Ein Modell ist eine Darstellung eines Systems, die sich in der Regel einen bestimmten Problembereich bezieht. Ein System wird gewöhnlich durch eine Reihe von Modellen dargestellt, weil es mehrere Aspekte für die Entwicklung oder Verwendung des Systems gibt. Jedes Modell kann mit verschiedenen Abstraktionsebenen erstellt werden. Ein Modell kann eher allgemein sein und Details verbergen oder kapseln, oder eher spezifisch und mehr Details und explizite Designentscheidungen offen legen.

Ein Blickpunkt ist, wie der Name schon sagt, eine theoretische "Position", aus der verschiedene Aspekte oder Probleme des Systems unter Anwendung von Konzepten und Regeln als konzeptionelle Filter sichtbar gemacht werden. Normalerweise reicht es (für das Verständnis) nicht aus, das echte System zu untersuchen. Es müssen Modelle erstellt werden, um die Probleme darzustellen und zu beschreiben.

Sichten sind Projektionen von Modellen, die die Entitäten zeigen, die von einem bestimmten Blickpunkt aus relevant sind. Diese Projektionen werden gewöhnlich durch Diagramme veranschaulicht.

Die Schnittmenge von Blickpunkt und Abstraktion bzw. Spezifik auf Modellebene enthält (oder zumindest identifiziert) Sichten auf eine oder mehrere Modelle, die für diesen Blickpunkt bzw. diese Problemstellung auf dieser Abstraktionsebene von Bedeutung sind.
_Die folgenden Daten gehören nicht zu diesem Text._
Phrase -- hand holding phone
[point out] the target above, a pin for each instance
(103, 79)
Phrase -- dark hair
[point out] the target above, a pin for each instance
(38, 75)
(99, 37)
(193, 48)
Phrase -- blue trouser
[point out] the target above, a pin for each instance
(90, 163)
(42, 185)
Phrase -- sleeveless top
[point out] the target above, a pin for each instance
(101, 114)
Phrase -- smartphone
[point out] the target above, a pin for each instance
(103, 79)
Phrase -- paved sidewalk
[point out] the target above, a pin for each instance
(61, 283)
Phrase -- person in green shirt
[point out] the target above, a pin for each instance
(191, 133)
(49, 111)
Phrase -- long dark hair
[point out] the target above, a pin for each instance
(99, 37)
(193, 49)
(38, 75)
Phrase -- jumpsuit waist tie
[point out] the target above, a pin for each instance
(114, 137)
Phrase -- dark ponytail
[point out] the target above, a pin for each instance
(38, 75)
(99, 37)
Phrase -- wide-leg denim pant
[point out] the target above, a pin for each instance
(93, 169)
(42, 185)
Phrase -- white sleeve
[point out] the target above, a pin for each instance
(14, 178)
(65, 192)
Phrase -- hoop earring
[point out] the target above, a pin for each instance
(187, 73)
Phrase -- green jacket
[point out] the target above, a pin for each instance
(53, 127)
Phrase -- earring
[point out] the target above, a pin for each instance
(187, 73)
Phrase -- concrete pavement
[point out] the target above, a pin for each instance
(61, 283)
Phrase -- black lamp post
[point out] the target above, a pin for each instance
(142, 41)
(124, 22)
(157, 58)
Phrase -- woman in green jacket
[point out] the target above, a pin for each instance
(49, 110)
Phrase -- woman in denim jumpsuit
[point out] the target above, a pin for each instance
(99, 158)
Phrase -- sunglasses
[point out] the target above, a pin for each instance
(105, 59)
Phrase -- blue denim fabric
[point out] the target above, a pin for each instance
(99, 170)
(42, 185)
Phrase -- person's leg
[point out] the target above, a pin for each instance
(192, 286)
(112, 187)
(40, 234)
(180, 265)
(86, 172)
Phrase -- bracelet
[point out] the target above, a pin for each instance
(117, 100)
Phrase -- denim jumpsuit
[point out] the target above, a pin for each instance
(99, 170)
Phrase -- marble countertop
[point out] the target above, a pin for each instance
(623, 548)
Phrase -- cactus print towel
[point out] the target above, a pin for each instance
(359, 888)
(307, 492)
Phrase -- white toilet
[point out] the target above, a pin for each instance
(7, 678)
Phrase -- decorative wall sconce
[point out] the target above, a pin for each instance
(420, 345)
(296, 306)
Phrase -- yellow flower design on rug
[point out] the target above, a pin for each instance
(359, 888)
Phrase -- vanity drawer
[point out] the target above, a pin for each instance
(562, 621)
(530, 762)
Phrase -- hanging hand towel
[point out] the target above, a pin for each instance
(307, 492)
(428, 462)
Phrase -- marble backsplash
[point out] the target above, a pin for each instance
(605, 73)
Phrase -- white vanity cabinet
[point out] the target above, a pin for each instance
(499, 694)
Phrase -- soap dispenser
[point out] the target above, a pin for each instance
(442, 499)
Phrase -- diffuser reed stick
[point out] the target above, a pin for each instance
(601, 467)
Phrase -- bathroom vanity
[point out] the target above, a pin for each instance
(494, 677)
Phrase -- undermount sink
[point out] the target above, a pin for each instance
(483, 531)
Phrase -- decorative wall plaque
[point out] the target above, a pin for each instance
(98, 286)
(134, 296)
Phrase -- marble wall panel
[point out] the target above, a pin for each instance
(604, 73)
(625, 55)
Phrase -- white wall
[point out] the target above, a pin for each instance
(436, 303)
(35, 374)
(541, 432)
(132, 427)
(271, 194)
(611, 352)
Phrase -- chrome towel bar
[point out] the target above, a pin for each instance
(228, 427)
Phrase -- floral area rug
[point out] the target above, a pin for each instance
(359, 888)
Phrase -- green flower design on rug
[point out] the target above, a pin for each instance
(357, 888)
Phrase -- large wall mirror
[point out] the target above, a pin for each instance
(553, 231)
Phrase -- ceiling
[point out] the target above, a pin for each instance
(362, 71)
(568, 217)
Die Systemarchitektur wird anschließend in verschiedenen Modellen (und Diagramme, die diese visualisieren) erfasst, die die Architektur von verschiedenen Blickpunkten und Ebenen aus beschreiben. Wie in der folgenden Tabelle mit Modell-Frameworks beschrieben, gibt es nicht für jede Kombination von Blickpunkt und Ebene ein Modell bzw. Diagramm. Auf der Implementierungsebene erfasst ein einzelnes Modell die Realisierung der Hardware- und Softwarekomponenten für jede Systemkonfiguration.

Modellebene Blickpunkte
Mitarbeiter Logisch Informationen Verteilung/Physisch Prozess
Kontext UML-Organisationssicht Systemkontextdiagramm Unternehmensdatensicht Unternehmenslokalitätssicht Geschäftsprozesssicht
Analyse Generalisierte Systemmitarbeitersicht Subsystemsicht Systemdatensicht Systemlokalitätssicht Systemprozesssicht
Design Systemmitarbeitersicht Subsystemklassensichten

Softwarekomponentensichten

Systemdatenschema Deskriptorknotensicht Detaillierte Prozesssicht
Implementierung Spezifikationen und Anweisungen für Mitarbeiterrollen Konfigurationen: Deployment-Diagramme mit Software- und Hardwaresystemkomponenten.

Viele der in der Tabelle angegebenen Sichten werden aus UML-Standardmodellen abgeleitet. Auf der Analyseebene des logischen Blickpunkts wird das System in Subsysteme zerlegt, die kollaborieren, um die Benutzeranforderungen zu erfüllen. Für die Subsysteme wird dieselbe Semantik verwendet wie im UML-Standard. Diese Subsysteme wiederum werden in Subsysteme oder (letztendlich) Klassen zerlegt. Die Designebene des logischen Blickpunkts ist die Sicht des detaillierten Klassenmodells. Das Prozessmodell ist ebenfalls ein Standard-UML-Klassenmodell, das sich auf die aktiven Klassen im System konzentriert. Die domänenspezifischen Blickpunkte müssen außerdem Arbeitsergebnissichten für eine oder mehrere der Ebenen haben. Die Projektarbeitsergebnisse in diesem Framework müssen Teil des Entwicklungsfalls des Projekts sein.